Three lessons from this exercise stand out more than everything else.

Adversarial review matters more than I expected. One review wasn't enough. I ended up with three. Each review is run by a separate agent with the explicit mandate: prove this is wrong. The first two happen during /spec. The third happens during /code. By the time something is ready to merge, it's been adversarially reviewed three times.

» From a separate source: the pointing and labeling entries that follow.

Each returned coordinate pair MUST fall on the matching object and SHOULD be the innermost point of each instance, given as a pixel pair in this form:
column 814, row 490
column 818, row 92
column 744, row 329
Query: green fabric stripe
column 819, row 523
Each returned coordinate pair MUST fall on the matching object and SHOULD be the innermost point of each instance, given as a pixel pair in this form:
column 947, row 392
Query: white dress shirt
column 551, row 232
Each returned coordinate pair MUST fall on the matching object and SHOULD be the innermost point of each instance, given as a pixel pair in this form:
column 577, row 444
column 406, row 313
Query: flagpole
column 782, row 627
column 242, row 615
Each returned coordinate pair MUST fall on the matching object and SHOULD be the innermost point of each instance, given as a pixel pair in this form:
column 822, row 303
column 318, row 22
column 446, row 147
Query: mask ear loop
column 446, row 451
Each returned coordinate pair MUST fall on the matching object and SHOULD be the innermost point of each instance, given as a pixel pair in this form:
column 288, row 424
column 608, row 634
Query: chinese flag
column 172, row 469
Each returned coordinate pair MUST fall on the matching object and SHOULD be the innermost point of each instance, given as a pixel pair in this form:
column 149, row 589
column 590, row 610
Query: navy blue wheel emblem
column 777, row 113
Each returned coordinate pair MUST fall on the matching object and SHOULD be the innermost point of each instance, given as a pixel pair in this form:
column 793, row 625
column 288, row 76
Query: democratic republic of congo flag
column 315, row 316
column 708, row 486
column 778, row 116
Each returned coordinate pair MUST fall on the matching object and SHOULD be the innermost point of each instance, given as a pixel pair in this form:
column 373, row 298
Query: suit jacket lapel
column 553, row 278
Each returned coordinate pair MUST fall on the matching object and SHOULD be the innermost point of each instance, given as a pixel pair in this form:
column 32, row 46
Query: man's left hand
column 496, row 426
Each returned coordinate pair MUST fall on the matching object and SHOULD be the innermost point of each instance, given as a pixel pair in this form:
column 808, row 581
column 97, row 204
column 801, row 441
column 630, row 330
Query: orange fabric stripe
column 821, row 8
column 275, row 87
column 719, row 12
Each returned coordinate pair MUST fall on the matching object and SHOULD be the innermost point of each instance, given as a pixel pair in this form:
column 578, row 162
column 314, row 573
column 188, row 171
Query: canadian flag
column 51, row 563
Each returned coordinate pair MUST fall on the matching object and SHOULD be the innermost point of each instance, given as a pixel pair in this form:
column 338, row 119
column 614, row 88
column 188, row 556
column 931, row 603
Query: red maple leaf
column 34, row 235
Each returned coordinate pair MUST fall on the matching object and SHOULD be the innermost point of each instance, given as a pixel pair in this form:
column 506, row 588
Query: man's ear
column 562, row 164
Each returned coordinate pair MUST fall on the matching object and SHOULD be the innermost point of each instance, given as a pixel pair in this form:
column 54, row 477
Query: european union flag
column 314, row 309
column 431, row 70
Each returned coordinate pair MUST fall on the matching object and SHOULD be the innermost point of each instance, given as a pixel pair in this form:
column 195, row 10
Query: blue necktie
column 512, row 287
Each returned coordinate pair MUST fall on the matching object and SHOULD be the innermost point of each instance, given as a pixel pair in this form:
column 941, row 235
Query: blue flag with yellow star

After the initial spec: catches architectural issues before any code is written
After writing the code in the spec: catches implementation issues while it's still cheap to change, and it's easy to see and read through the full scope of changes
Before a PR: catches drift between spec and reality

Scale comes from the standards. The system only works because everything is uniform. Same spec format. Same gate criteria. Same review process. Same folder structure.

This felt constraining until I realized it's that it enabled massive parallelism. I can have multiple specs in flight because they all follow the same structure. I can review them quickly because I know exactly where to look. Multiple Claude Code sessions working on different git worktrees can implement them reliably because there's no ambiguity about what "done" means.

Spec size is a first class constraint. Larger specs tend to result in more downstream errors that propagate, and a bigger headache later. In the system here, we check the spec for: (a) # of files created, (b) # of files modified, (c) # of acceptance criteria generated, (d) number of requirements which are in EARS notation.

Ironically, my own context switching dropped dramatically as a result. The more I comfortably abstracted, the more I personally could work through.